Resources for the "Evaluating the Factual Consistency of Abstractive Text Summarization" paper

Overview

Evaluating the Factual Consistency of Abstractive Text Summarization

Authors: Wojciech Kryściński, Bryan McCann, Caiming Xiong, and Richard Socher

Introduction

Currently used metrics for assessing summarization algorithms do not account for whether summaries are factually consistent with source documents. We propose a weakly-supervised, model-based approach for verifying factual consistency and identifying conflicts between source documents and a generated summary. Training data is generated by applying a series of rule-based transformations to the sentences of source documents. The factual consistency model is then trained jointly for three tasks:

  1. identify whether sentences remain factually consistent after transformation,
  2. extract a span in the source documents to support the consistency prediction,
  3. extract a span in the summary sentence that is inconsistent if one exists. Transferring this model to summaries generated by several state-of-the art models reveals that this highly scalable approach substantially outperforms previous models, including those trained with strong supervision using standard datasets for natural language inference and fact checking.
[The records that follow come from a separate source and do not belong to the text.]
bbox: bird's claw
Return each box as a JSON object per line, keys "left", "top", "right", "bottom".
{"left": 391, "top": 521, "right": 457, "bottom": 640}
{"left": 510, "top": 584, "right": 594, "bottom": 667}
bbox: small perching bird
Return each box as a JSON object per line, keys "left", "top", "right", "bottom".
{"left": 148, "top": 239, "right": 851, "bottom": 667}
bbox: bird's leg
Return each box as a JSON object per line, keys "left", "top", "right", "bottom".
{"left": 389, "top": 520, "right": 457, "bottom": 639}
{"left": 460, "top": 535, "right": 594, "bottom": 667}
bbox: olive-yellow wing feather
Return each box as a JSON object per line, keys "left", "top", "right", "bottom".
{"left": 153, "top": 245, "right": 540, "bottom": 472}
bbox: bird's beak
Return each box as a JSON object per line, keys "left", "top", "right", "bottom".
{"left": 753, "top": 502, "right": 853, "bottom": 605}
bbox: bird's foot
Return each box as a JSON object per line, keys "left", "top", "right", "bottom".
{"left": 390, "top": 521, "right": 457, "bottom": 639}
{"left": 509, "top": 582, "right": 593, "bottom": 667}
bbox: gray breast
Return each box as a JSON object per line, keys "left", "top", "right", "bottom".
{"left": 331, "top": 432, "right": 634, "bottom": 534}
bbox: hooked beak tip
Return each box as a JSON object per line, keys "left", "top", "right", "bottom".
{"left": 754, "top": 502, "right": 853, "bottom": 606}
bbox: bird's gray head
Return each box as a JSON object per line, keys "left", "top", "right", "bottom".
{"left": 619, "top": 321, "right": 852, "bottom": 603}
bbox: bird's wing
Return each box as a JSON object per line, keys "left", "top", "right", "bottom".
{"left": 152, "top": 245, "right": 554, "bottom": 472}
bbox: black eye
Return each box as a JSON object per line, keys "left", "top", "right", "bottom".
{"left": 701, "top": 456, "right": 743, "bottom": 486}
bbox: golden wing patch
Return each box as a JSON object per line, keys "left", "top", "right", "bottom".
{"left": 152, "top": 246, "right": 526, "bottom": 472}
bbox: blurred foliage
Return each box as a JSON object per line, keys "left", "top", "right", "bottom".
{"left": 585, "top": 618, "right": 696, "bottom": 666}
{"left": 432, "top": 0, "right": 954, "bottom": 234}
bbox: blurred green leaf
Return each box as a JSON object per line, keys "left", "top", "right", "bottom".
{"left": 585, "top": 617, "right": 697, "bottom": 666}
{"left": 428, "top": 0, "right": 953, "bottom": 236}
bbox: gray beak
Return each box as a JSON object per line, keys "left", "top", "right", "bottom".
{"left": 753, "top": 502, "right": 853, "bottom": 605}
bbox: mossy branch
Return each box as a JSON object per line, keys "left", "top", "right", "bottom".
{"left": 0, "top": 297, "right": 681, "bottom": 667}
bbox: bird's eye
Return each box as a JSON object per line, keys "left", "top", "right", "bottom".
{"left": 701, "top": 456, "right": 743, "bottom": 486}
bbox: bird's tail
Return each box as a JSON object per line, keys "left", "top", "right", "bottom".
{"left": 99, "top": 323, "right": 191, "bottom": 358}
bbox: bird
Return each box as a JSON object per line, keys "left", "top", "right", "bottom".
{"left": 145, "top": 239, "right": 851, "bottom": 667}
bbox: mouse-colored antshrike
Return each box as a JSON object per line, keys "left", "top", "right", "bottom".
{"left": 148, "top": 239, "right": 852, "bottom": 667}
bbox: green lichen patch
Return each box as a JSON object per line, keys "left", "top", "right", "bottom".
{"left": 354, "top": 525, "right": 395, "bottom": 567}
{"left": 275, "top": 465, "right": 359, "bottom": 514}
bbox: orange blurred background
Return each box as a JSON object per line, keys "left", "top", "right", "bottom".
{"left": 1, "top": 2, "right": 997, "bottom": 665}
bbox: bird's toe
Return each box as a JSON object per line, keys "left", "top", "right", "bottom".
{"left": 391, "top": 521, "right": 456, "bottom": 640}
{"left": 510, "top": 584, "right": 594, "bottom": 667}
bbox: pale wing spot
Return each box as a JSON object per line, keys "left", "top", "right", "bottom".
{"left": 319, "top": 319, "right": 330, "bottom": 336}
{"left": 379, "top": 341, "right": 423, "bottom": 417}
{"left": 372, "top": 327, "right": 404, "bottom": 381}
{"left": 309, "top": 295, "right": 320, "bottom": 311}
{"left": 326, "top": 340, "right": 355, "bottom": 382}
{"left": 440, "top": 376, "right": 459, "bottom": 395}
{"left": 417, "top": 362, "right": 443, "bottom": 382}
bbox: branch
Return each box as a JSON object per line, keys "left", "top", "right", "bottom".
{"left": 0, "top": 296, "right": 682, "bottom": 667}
Additionally, human evaluation shows that the auxiliary span extraction tasks provide useful assistance in the process of verifying factual consistency.

Paper link: https://arxiv.org/abs/1910.12840

Table of Contents

  1. Updates
  2. Citation
  3. License
  4. Usage
  5. Get Involved

Updates

1/27/2020

Updated manually annotated data files - fixed filepaths in misaligned examples.

Updated model checkpoint files - recomputed evaluation metrics for fixed examples.

Citation

@article{kryscinskiFactCC2019,
  author    = {Wojciech Kry{\'s}ci{\'n}ski and Bryan McCann and Caiming Xiong and Richard Socher},
  title     = {Evaluating the Factual Consistency of Abstractive Text Summarization},
  journal   = {arXiv preprint arXiv:1910.12840},
  year      = {2019},
}

License

The code is released under the BSD-3 License (see LICENSE.txt for details), but we also ask that users respect the following:

This software should not be used to promote or profit from violence, hate, and division, environmental destruction, abuse of human rights, or the destruction of people's physical and mental health.

Usage

Code repository uses Python 3. Prior to running any scripts please make sure to install required Python packages listed in the requirements.txt file.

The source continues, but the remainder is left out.